I own my own company. No employer could ever discriminate me again.

If the law of the land were to change and people like me could no longer marry, I know that my marriage at least, hopefully, would remain so.

The moment the judge said the words, “…shall hence forward and forever bare the legal relationship of fathers and daughter” I knew we were safe.

celebrating adoption finalizations as a gay dad

As members of the LGBTQ community we are on constant guard of “what’s next?” or “will I get to…” or “it’s our right…for now at least.” We live in a state of wondering if our rights will be taken away. And again, unfortunately this is still true today.
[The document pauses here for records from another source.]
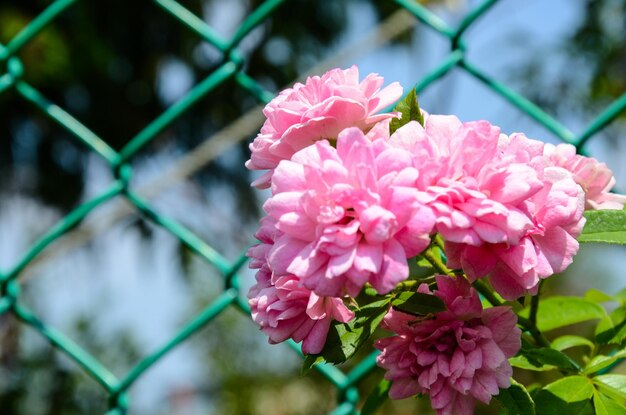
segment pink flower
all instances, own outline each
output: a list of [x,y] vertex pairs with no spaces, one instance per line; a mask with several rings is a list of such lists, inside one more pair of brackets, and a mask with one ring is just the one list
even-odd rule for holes
[[320,297],[293,275],[278,277],[275,285],[259,282],[250,294],[252,319],[269,336],[270,343],[288,338],[301,341],[306,354],[322,351],[333,319],[347,323],[354,318],[341,298]]
[[411,122],[390,138],[412,153],[420,170],[417,186],[429,196],[436,229],[447,241],[516,244],[532,227],[516,205],[541,182],[526,164],[500,158],[499,136],[486,121],[429,115],[425,127]]
[[570,172],[549,165],[543,143],[538,143],[522,134],[500,143],[503,160],[533,166],[542,183],[539,191],[515,204],[533,224],[520,240],[479,246],[446,241],[449,267],[463,269],[472,281],[489,275],[494,289],[508,300],[536,294],[541,279],[565,270],[578,252],[576,237],[585,223],[582,188]]
[[260,243],[248,250],[250,268],[258,269],[257,283],[248,292],[252,319],[269,336],[270,343],[292,338],[302,342],[303,353],[319,353],[332,320],[347,323],[354,313],[341,298],[320,297],[304,288],[297,277],[274,273],[267,259],[280,235],[275,221],[265,217],[255,235]]
[[322,296],[356,296],[366,282],[389,292],[430,242],[417,178],[408,152],[358,128],[342,131],[336,149],[322,140],[281,161],[264,205],[284,233],[270,264]]
[[335,139],[347,127],[366,131],[379,121],[396,117],[395,113],[375,115],[402,95],[397,82],[380,89],[382,84],[383,78],[377,74],[359,82],[359,70],[352,66],[310,77],[304,85],[297,83],[282,91],[263,110],[267,120],[250,144],[252,155],[246,167],[270,170],[253,186],[269,187],[281,160],[289,160],[317,140]]
[[248,249],[246,256],[250,258],[249,267],[252,269],[258,269],[256,273],[256,285],[250,288],[248,292],[248,298],[258,295],[259,290],[267,288],[272,285],[272,269],[268,263],[268,255],[274,241],[278,238],[281,232],[276,228],[276,221],[265,216],[261,219],[261,226],[254,236],[260,243],[252,246]]
[[586,209],[624,209],[626,196],[610,193],[615,186],[613,172],[604,163],[576,154],[570,144],[546,144],[544,154],[552,166],[563,167],[585,191]]
[[389,140],[420,167],[418,189],[446,241],[448,266],[473,281],[490,276],[505,298],[535,293],[578,251],[584,194],[572,174],[551,166],[544,144],[507,137],[485,121],[429,115]]
[[[389,396],[428,394],[438,415],[471,415],[475,401],[489,403],[510,386],[508,358],[521,346],[517,317],[509,307],[483,310],[467,280],[438,275],[447,310],[419,319],[391,309],[383,328],[396,336],[380,339],[377,364],[392,381]],[[420,292],[429,293],[423,284]]]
Having things legally set in stone, is something to celebrate. Our daughter’s birth parents chose us. They said, “without question, it was you the whole time.” Having their choice, legally protected…in a world where an outside force could pivot at any minute and tell us that two men should not be allowed to adopt, even if the birth parents wanted us to parent their child, not only felt important…but urgent.

The legal finalization of all of this IS big and, to us, worth celebrating. Celebrating another victory for who we are, how we were created, and for what is possible if you let the universe do its thing.

So, we celebrate. However, we do so quietly and just for us dads. No party, no cake. Just holding the day as special and important.

Our daughter and her well being matter. As she gets older, we’ll take her lead. We’ll create open and safe spaces to listen, talk, and process. She’ll also know of our journeys. She’ll know what certain milestones mean to us. She’ll know that we, too, at times felt like strangers in our own homes. She’ll know that we also felt like we didn’t fit in and that we knew we were completely unlike the rest of our family. While we will never fully understand her experience as an adoptee, we can surely share similarities and come together with a spirit of empathy. And maybe, just maybe, that’s why we’re her dads.

One final note…

“Gotcha Day” is one of the most cringe expressions I can think of. I’m so glad it was called out in Katie’s blog. We didn’t “get her” and she didn’t “get us”.

No…finalization day was our marching orders to raise our daughter with compassion, love, empathy and awareness. Our command to give her the space to be the entire person she is meant to be. And finally, it was the day where we found safety in knowing that whatever greater forces pulled the three of us together, now could not be torn apart.